No es muy alto, poco más de 600 metros sobre el nivel del mar. En lo alto del Picu’l Sol hay un mirador donde se divisa toda la ciudad, el concejo y más allá. Aquí son muchos los ciclistas que se atreven a subirlo. Si lo tuyo no es pedalear, siempre puedes hacerlo andando… o en coche.

No dejes de visitar un llagar

Si te gusta la sidra, la mejor manera de saborear toda su cultura es acercándote a un llagar. En Gijón hay más de veinte, todos en la zona rural. Aquí podrás ver todo el proceso de elaboración, desde la pumarada hasta el embotellado. ¡Y podrás probar la sidra directamente del tonel!

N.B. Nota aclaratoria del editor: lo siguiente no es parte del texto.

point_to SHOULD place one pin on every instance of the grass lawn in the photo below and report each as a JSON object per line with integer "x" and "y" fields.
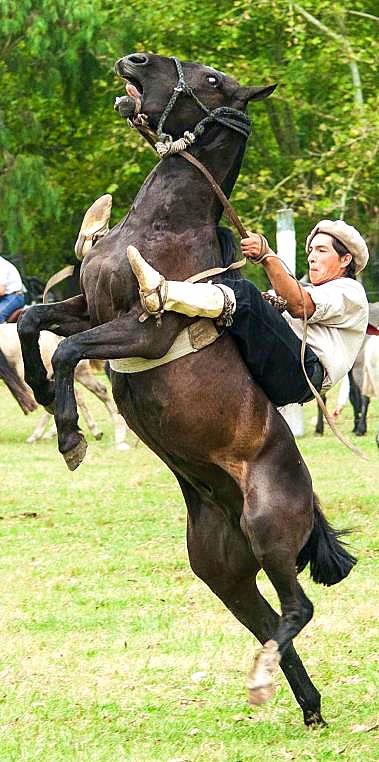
{"x": 113, "y": 650}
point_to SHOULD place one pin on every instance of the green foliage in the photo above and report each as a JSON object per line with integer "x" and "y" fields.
{"x": 312, "y": 148}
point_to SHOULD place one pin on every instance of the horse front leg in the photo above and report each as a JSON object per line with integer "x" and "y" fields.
{"x": 64, "y": 318}
{"x": 122, "y": 337}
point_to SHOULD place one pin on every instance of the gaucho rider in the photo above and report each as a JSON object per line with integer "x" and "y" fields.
{"x": 335, "y": 304}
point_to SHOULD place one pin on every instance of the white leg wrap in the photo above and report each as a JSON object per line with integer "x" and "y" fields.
{"x": 202, "y": 299}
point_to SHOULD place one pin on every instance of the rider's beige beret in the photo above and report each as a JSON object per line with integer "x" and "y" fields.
{"x": 348, "y": 235}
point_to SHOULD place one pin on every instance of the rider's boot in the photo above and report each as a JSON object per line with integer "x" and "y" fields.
{"x": 191, "y": 299}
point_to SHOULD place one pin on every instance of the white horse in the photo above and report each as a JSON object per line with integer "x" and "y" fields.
{"x": 11, "y": 348}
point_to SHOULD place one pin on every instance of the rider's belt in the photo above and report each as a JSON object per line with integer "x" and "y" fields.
{"x": 193, "y": 338}
{"x": 316, "y": 378}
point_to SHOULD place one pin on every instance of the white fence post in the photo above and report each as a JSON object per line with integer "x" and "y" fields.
{"x": 286, "y": 249}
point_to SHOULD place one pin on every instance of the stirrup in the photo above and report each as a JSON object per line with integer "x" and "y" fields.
{"x": 160, "y": 291}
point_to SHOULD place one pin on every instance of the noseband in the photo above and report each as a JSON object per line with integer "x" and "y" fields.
{"x": 229, "y": 117}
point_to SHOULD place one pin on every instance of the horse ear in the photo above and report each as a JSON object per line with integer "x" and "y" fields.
{"x": 257, "y": 93}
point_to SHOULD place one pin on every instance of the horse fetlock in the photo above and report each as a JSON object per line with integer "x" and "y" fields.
{"x": 313, "y": 719}
{"x": 76, "y": 454}
{"x": 260, "y": 682}
{"x": 45, "y": 395}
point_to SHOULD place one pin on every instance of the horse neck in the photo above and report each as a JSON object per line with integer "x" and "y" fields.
{"x": 180, "y": 196}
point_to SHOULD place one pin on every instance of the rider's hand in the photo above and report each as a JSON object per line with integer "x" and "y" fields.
{"x": 254, "y": 247}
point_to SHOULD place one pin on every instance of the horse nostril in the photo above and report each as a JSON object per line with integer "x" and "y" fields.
{"x": 138, "y": 59}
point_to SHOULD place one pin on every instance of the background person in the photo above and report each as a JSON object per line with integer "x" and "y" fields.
{"x": 11, "y": 289}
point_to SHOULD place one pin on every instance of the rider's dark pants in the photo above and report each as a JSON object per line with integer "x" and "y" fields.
{"x": 269, "y": 346}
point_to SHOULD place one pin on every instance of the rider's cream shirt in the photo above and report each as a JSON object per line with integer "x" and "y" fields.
{"x": 337, "y": 327}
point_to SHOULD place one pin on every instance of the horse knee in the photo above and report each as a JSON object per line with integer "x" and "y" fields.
{"x": 65, "y": 357}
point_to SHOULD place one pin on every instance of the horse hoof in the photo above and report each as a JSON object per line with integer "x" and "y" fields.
{"x": 75, "y": 456}
{"x": 260, "y": 683}
{"x": 314, "y": 720}
{"x": 258, "y": 696}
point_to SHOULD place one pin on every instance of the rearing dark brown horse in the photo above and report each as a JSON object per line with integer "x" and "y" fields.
{"x": 248, "y": 492}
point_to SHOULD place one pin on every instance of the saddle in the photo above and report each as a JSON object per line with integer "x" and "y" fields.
{"x": 14, "y": 316}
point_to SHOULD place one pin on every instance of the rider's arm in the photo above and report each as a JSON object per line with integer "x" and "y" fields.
{"x": 284, "y": 285}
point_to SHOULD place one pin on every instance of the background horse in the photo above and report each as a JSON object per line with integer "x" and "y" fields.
{"x": 248, "y": 491}
{"x": 11, "y": 350}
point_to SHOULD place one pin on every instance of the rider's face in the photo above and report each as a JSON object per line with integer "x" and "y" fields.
{"x": 324, "y": 262}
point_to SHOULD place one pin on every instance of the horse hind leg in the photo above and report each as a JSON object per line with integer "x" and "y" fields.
{"x": 276, "y": 536}
{"x": 221, "y": 556}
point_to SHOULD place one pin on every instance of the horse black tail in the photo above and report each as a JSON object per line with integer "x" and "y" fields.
{"x": 329, "y": 560}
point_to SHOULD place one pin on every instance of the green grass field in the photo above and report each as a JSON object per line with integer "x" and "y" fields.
{"x": 113, "y": 650}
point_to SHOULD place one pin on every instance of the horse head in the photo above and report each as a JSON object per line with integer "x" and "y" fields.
{"x": 177, "y": 97}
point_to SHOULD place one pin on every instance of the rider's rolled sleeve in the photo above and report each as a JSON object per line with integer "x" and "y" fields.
{"x": 336, "y": 303}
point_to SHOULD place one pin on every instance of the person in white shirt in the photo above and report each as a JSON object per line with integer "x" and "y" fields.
{"x": 334, "y": 303}
{"x": 11, "y": 289}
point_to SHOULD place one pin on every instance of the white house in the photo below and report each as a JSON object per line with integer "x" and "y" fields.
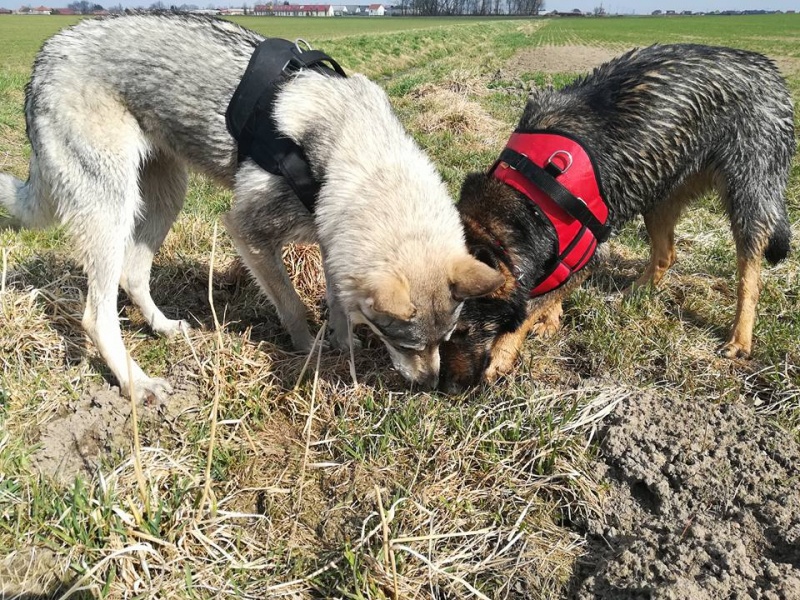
{"x": 303, "y": 10}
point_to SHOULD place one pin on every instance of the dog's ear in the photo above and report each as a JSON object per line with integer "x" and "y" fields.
{"x": 471, "y": 278}
{"x": 485, "y": 255}
{"x": 474, "y": 187}
{"x": 388, "y": 294}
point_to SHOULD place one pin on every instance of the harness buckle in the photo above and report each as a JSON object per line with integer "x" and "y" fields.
{"x": 560, "y": 170}
{"x": 299, "y": 41}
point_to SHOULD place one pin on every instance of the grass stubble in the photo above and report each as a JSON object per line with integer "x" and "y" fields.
{"x": 274, "y": 475}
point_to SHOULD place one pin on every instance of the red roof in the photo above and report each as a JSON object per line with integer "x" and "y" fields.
{"x": 301, "y": 7}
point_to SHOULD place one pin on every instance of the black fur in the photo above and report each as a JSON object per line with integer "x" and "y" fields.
{"x": 663, "y": 123}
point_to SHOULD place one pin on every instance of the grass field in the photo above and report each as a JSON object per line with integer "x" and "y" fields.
{"x": 316, "y": 487}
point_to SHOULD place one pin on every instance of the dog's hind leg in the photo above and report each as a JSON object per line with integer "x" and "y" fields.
{"x": 660, "y": 224}
{"x": 163, "y": 182}
{"x": 266, "y": 216}
{"x": 754, "y": 198}
{"x": 102, "y": 235}
{"x": 740, "y": 341}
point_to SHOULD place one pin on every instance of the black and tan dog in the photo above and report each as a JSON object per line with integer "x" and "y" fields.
{"x": 643, "y": 134}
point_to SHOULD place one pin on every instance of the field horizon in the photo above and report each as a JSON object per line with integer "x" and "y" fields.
{"x": 622, "y": 457}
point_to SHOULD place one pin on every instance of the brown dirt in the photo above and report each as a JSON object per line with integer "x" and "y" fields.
{"x": 703, "y": 504}
{"x": 558, "y": 59}
{"x": 98, "y": 425}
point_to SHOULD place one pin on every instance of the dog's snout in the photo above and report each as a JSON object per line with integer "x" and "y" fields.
{"x": 428, "y": 381}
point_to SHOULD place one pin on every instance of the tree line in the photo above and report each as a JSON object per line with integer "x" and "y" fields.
{"x": 470, "y": 7}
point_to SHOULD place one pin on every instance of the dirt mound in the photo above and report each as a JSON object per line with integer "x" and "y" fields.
{"x": 87, "y": 430}
{"x": 447, "y": 108}
{"x": 558, "y": 59}
{"x": 703, "y": 504}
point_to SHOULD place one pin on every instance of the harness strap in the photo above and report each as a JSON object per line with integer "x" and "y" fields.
{"x": 250, "y": 120}
{"x": 573, "y": 205}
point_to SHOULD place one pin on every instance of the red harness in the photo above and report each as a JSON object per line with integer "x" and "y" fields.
{"x": 557, "y": 174}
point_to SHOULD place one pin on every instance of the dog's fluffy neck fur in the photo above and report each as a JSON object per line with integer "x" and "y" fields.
{"x": 512, "y": 236}
{"x": 407, "y": 222}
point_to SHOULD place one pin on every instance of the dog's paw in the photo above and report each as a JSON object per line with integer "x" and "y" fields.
{"x": 733, "y": 349}
{"x": 549, "y": 324}
{"x": 150, "y": 391}
{"x": 169, "y": 328}
{"x": 502, "y": 363}
{"x": 547, "y": 327}
{"x": 341, "y": 341}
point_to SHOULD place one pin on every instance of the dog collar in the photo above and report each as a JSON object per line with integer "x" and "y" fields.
{"x": 249, "y": 115}
{"x": 556, "y": 173}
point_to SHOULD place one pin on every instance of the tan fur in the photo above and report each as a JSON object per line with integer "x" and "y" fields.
{"x": 544, "y": 320}
{"x": 388, "y": 294}
{"x": 471, "y": 278}
{"x": 740, "y": 341}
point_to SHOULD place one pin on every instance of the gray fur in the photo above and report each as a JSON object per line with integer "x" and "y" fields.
{"x": 119, "y": 109}
{"x": 661, "y": 119}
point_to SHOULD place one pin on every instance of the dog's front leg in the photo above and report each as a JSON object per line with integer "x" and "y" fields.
{"x": 544, "y": 322}
{"x": 339, "y": 324}
{"x": 266, "y": 216}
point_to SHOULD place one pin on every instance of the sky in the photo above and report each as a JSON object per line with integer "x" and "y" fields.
{"x": 611, "y": 6}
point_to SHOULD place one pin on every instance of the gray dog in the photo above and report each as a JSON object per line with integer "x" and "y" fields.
{"x": 117, "y": 111}
{"x": 645, "y": 133}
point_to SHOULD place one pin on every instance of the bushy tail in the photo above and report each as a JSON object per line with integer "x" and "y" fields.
{"x": 779, "y": 242}
{"x": 22, "y": 200}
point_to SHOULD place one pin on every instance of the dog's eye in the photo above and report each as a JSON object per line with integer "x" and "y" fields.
{"x": 460, "y": 331}
{"x": 410, "y": 347}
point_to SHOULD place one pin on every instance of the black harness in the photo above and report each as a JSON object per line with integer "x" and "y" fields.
{"x": 251, "y": 123}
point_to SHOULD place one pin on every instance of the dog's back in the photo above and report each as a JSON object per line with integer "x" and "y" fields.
{"x": 662, "y": 117}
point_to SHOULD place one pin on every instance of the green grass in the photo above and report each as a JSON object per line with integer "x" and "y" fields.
{"x": 297, "y": 471}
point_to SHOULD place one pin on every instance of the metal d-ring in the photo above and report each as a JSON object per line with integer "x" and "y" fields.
{"x": 299, "y": 41}
{"x": 556, "y": 153}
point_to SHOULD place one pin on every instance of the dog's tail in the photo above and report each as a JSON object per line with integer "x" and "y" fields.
{"x": 779, "y": 242}
{"x": 25, "y": 202}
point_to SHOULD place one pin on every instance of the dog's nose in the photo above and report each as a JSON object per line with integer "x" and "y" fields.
{"x": 429, "y": 381}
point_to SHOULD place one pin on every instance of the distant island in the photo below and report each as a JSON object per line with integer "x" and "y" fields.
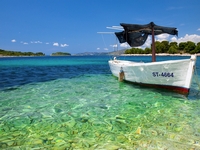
{"x": 17, "y": 53}
{"x": 162, "y": 48}
{"x": 61, "y": 54}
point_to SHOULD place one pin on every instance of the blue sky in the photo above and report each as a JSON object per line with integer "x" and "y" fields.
{"x": 71, "y": 25}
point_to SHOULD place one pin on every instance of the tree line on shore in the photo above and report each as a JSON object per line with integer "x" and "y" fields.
{"x": 166, "y": 47}
{"x": 17, "y": 53}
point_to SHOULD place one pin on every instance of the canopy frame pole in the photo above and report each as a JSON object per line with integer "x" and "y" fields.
{"x": 153, "y": 45}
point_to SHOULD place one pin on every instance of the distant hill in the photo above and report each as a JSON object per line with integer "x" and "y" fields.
{"x": 60, "y": 54}
{"x": 119, "y": 52}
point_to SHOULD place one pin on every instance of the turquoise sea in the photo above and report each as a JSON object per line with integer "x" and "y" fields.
{"x": 75, "y": 103}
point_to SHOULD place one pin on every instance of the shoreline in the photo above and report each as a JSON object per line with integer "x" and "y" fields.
{"x": 161, "y": 54}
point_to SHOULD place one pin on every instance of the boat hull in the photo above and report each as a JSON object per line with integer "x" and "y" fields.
{"x": 175, "y": 75}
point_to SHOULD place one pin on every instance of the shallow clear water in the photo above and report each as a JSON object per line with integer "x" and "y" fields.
{"x": 75, "y": 103}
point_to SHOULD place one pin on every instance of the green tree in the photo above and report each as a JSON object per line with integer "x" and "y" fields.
{"x": 173, "y": 49}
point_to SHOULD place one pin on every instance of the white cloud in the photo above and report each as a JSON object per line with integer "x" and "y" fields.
{"x": 13, "y": 40}
{"x": 125, "y": 45}
{"x": 55, "y": 44}
{"x": 63, "y": 45}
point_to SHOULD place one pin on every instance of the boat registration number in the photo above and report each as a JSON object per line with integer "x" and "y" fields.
{"x": 162, "y": 74}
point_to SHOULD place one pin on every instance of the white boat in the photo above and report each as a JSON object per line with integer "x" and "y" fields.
{"x": 175, "y": 75}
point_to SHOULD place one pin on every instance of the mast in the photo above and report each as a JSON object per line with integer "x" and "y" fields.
{"x": 153, "y": 44}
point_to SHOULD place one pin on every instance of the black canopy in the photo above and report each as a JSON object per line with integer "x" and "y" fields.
{"x": 136, "y": 35}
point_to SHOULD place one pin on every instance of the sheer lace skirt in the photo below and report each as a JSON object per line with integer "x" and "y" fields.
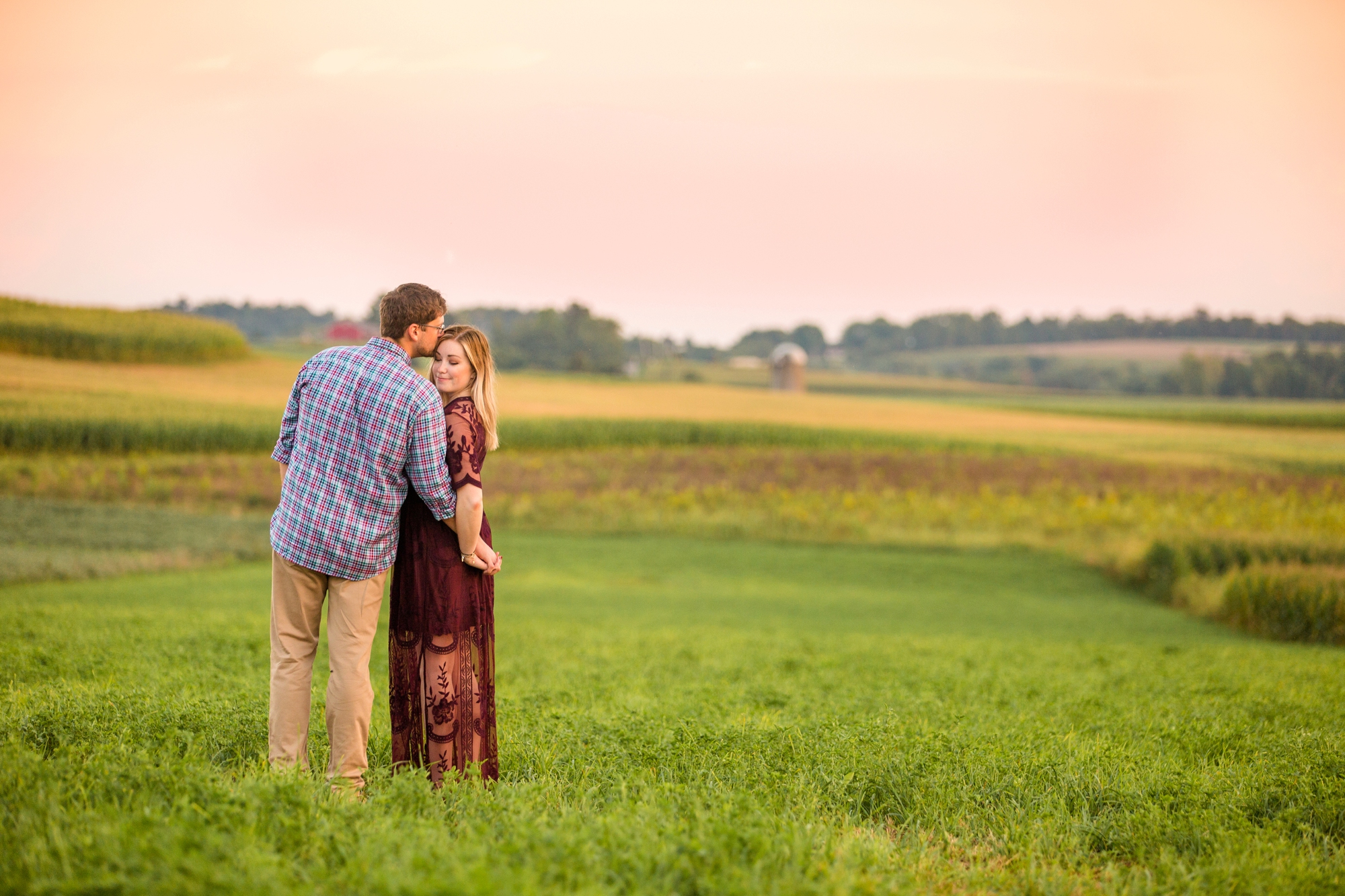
{"x": 442, "y": 689}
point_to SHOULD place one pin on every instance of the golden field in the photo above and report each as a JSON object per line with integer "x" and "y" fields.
{"x": 256, "y": 389}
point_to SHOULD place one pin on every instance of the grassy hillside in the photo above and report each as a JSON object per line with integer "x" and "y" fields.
{"x": 37, "y": 393}
{"x": 681, "y": 716}
{"x": 104, "y": 334}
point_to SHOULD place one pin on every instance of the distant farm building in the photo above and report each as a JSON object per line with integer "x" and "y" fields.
{"x": 787, "y": 365}
{"x": 350, "y": 331}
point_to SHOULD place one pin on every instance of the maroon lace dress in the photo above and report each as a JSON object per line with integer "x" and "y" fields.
{"x": 442, "y": 628}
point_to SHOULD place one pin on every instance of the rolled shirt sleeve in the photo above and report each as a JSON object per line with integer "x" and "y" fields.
{"x": 427, "y": 460}
{"x": 290, "y": 421}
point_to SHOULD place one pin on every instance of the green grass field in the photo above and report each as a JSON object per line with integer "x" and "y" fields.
{"x": 695, "y": 717}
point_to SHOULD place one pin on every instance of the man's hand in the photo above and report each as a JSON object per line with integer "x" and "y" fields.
{"x": 490, "y": 559}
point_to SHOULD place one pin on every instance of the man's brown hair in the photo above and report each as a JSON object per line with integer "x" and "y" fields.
{"x": 410, "y": 303}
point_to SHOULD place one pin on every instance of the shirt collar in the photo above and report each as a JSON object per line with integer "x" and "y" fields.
{"x": 384, "y": 343}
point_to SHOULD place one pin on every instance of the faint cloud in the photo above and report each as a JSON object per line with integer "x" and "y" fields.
{"x": 210, "y": 64}
{"x": 350, "y": 61}
{"x": 1013, "y": 75}
{"x": 373, "y": 60}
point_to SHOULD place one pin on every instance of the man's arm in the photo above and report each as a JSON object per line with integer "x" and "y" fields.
{"x": 426, "y": 460}
{"x": 289, "y": 425}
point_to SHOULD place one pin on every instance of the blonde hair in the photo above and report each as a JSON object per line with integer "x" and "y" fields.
{"x": 478, "y": 350}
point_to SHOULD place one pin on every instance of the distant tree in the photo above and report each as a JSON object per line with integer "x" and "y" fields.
{"x": 759, "y": 342}
{"x": 260, "y": 323}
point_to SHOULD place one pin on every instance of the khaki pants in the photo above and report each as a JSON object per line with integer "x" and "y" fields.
{"x": 297, "y": 610}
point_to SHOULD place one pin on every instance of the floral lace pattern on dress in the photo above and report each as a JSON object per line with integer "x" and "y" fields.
{"x": 442, "y": 633}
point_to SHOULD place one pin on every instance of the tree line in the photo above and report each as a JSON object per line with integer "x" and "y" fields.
{"x": 545, "y": 339}
{"x": 867, "y": 341}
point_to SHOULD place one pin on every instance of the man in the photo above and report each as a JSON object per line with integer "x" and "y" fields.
{"x": 360, "y": 424}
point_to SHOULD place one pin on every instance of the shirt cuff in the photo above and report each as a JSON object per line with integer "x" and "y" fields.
{"x": 453, "y": 509}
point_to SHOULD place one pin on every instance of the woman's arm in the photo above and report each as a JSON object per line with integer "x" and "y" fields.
{"x": 467, "y": 524}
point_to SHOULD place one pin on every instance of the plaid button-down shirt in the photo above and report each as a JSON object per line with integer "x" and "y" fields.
{"x": 360, "y": 423}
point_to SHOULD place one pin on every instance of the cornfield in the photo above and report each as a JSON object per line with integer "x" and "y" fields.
{"x": 103, "y": 334}
{"x": 1289, "y": 603}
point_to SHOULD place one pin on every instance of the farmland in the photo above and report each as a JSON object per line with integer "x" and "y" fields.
{"x": 243, "y": 401}
{"x": 884, "y": 635}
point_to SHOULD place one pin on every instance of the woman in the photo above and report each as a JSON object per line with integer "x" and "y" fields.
{"x": 442, "y": 630}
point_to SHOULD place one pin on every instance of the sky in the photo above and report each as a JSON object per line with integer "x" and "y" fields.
{"x": 692, "y": 169}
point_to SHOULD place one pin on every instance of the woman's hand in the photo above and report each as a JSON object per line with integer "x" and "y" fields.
{"x": 485, "y": 559}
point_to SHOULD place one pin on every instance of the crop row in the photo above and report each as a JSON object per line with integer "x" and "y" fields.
{"x": 878, "y": 497}
{"x": 53, "y": 434}
{"x": 103, "y": 334}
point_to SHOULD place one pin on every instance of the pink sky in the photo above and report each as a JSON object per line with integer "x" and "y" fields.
{"x": 689, "y": 167}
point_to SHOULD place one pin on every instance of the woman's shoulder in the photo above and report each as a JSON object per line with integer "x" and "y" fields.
{"x": 463, "y": 407}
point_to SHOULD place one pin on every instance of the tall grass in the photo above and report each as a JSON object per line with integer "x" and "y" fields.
{"x": 103, "y": 334}
{"x": 681, "y": 716}
{"x": 112, "y": 435}
{"x": 145, "y": 434}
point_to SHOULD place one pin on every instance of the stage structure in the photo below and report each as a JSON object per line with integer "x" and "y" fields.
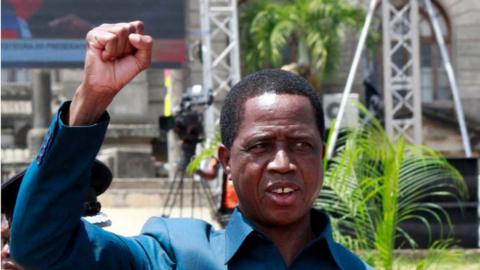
{"x": 220, "y": 53}
{"x": 401, "y": 56}
{"x": 401, "y": 62}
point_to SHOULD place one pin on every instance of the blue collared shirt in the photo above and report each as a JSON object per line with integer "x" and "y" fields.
{"x": 48, "y": 233}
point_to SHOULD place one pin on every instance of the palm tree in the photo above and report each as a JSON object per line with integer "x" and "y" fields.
{"x": 308, "y": 31}
{"x": 373, "y": 184}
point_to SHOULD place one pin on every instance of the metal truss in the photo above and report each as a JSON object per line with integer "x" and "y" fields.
{"x": 403, "y": 114}
{"x": 220, "y": 53}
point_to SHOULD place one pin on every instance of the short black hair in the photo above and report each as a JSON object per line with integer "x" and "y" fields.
{"x": 265, "y": 81}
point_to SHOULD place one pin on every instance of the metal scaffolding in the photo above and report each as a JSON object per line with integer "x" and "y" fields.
{"x": 220, "y": 53}
{"x": 401, "y": 62}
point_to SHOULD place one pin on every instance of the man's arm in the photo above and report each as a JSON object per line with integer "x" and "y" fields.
{"x": 47, "y": 232}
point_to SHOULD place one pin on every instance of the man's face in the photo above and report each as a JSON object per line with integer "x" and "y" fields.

La mejor manera de saborear toda su cultura es acercándote a un llagar

Tortilla, cabritu, costillas y sidra… al aire libre

¡Cómo nos gusta comer al aire libre! Y si es pisando prau, mucho mejor. Con un rayo de sol, los de aquí salen corriendo a los merenderos. No hace falta que traigas tú la comida. Son una especie de restaurantes con mesas en mitad de la naturaleza y con mucho espacio para esparcir. Perfecto para ir con amigos o con los y las peques.

¿Un museo al aire libre?

Es el Museo Evaristo Valle. El contenido del museo es muy interesante. Es la obra de este pintor gijonés que se codeó con la farándula parisina de principios de siglo. Y lo que también es espectacular son sus jardines y su colección de esculturas. Está en Somió, un barrio lleno de palacios y casonas de indianos. Merece la pena acercarse.

Báñate en una piscina con agua de mar

Talasoponiente es un centro termal y deportivo que está en la playa de Poniente. Su circuito de salud y relajación es ideal para desconectar. Y el solárium y las piscinas con agua templada en el exterior, con vistas hacia el mar y la playa son, de por sí, un motivo para pasar una tarde aquí. Como el agua está templada puedes salir a las piscinas hasta en invierno.

Tomar una fabada… o un cachopo

La gastronomía asturiana es lo más. Está buena y te la sirven en cantidad. Cada fabada que tomas está más buena. Y si a eso le sumas que en Asturias hay más quesos que en ningún lado, el pescado y el marisco, los espectaculares cachopos… ¿A que se te está haciendo la boca agua?